I have proof (unfortunately), sitting out in my front yard, that just about any cage with the basics will keep you safe as long as there's no direct impact. The cage in my now defunct combined touring car was fairly basic, but survived 2 good crashes without any damage at all.

The first had a lot of up and down impact as I hit a few hard ditches on the way down the hill with the car still upright and the parts that were damaged were the front and rear when the cage didn't go.

The second time it rolled 6 or 7 times and despite every panel being damaged, the cage is unmoved and unbent. The skin from the roof is actually molded around the cage so that you can clearly see the top and cross bar across the top.

I guess the moral of the story is once you've got your main hoop, a pillars and a few crosses in, the rest of the cage should be designed around rigidity of the chassis. The weakest point of the cage in terms of safety is always going to be a side impact on the doors, which you can't really do much about because the driver gets in the way of a bar across the middle!

Mark

I have proof (unfortunately), sitting out in my front yard, that just about any cage with the basics will keep you safe as long as there's no direct impact. The cage in my now defunct combined touring car was fairly basic, but survived 2 good crashes without any damage at all.

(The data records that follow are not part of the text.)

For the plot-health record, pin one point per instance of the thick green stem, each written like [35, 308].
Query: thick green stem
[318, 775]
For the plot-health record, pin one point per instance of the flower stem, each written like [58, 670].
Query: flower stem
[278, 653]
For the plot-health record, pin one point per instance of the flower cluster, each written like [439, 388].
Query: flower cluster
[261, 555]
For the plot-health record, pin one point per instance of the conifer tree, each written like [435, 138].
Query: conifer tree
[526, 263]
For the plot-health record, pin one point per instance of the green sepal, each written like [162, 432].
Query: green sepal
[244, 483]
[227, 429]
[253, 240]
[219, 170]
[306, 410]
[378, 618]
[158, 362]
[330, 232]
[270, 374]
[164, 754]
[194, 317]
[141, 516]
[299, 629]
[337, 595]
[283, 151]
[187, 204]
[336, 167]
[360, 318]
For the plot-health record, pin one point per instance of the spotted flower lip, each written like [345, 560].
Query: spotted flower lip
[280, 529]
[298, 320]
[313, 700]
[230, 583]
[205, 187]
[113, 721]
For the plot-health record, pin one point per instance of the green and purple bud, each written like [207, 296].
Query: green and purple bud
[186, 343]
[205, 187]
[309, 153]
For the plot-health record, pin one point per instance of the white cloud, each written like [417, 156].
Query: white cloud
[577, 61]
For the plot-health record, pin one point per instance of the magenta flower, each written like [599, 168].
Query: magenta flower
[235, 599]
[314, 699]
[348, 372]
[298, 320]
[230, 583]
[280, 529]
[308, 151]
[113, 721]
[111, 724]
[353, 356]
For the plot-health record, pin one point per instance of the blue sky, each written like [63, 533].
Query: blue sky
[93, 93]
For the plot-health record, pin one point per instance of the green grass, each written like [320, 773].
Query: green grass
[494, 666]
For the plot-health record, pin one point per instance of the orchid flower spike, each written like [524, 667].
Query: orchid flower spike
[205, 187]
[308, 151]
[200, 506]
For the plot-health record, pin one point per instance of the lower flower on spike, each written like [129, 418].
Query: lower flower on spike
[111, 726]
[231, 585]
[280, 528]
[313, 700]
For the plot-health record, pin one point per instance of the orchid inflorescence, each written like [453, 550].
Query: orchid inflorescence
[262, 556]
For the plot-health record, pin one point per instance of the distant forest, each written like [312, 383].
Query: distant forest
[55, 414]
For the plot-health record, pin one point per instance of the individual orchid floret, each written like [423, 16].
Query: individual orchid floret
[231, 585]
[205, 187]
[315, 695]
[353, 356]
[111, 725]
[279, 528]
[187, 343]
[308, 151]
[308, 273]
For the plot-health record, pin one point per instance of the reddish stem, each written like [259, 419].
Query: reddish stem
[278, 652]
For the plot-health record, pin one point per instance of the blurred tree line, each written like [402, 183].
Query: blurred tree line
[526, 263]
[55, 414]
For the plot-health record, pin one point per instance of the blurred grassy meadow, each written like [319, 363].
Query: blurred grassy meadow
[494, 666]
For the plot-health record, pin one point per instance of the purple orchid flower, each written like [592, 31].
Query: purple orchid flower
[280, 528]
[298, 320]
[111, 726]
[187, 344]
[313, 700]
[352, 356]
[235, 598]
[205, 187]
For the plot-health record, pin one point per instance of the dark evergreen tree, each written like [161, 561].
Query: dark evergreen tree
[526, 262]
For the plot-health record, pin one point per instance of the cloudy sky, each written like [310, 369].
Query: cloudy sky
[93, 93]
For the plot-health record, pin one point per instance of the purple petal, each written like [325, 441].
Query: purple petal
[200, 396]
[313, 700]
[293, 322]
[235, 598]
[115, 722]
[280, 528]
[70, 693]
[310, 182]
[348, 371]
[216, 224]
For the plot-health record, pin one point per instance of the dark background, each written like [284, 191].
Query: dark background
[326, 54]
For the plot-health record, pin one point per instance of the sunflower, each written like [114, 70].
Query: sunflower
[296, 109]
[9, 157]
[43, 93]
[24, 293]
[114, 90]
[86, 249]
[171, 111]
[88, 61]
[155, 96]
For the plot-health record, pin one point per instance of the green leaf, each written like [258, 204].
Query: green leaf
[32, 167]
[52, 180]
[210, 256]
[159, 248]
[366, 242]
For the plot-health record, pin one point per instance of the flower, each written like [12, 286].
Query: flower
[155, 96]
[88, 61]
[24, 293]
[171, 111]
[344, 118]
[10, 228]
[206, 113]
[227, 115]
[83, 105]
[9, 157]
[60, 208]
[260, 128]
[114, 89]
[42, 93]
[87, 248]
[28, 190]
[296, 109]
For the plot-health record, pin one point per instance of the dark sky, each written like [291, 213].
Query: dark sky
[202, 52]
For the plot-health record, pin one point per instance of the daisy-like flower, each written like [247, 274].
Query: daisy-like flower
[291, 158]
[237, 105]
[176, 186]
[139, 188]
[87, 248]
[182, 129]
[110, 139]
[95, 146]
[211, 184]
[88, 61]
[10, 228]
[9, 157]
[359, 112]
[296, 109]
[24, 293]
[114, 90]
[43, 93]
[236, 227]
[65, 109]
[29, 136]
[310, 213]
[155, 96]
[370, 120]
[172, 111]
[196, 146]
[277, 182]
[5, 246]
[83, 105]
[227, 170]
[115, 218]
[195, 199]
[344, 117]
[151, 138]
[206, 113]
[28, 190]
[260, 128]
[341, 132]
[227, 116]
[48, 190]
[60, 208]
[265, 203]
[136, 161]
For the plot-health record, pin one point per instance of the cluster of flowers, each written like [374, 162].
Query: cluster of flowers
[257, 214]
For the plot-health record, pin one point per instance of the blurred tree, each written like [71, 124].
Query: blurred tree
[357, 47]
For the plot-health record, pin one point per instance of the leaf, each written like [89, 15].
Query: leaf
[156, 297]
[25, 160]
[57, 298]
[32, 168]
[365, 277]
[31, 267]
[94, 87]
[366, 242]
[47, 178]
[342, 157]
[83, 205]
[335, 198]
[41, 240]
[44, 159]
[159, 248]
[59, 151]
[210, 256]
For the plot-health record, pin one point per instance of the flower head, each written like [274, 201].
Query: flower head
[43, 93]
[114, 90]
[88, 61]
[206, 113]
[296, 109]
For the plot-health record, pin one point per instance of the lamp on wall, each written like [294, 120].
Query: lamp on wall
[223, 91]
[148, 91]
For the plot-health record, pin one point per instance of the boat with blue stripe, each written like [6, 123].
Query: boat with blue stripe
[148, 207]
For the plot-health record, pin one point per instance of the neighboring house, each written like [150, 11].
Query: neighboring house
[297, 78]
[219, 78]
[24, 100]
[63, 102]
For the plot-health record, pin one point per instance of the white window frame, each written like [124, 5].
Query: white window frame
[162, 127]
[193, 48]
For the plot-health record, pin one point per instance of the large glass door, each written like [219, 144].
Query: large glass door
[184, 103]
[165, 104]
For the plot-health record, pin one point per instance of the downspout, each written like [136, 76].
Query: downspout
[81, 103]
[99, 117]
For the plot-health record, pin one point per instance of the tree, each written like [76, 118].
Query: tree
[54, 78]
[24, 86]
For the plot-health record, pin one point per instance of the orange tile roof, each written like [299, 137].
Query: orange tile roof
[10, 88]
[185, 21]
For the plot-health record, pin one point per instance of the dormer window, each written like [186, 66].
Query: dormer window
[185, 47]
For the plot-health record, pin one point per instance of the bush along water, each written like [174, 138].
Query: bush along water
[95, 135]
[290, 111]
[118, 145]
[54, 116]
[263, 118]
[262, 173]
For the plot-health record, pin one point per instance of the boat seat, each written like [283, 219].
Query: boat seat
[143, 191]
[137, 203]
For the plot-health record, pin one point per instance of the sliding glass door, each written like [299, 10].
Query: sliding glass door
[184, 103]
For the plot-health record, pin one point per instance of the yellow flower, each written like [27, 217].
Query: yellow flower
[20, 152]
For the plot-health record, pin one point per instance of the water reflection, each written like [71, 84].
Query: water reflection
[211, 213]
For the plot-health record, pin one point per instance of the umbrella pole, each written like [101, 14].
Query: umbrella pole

The first had a lot of up and down impact as I hit a few hard ditches on the way down the hill with the car still upright and the parts that were damaged were the front and rear when the cage didn't go.

The second time it rolled 6 or 7 times and despite every panel being damaged, the cage is unmoved and unbent. The skin from the roof is actually molded around the cage so that you can clearly see the top and cross bar across the top.

I guess the moral of the story is once you've got your main hoop, a pillars and a few crosses in, the rest of the cage should be designed around rigidity of the chassis. The weakest point of the cage in terms of safety is always going to be a side impact on the doors, which you can't really do much about because the driver gets in the way of a bar across the middle!

Mark

Im sorry to hear you had to suffer the misfortune of these types of things to be able to speak from experience on them.

Adam.

Both, but not enough of either in the last little while for my liking. I'm trying to put some effort into getting both cars up and running and getting back out there. I knot that when I start getting tempted to get my road car back on the track that withdrawls are starting to set in.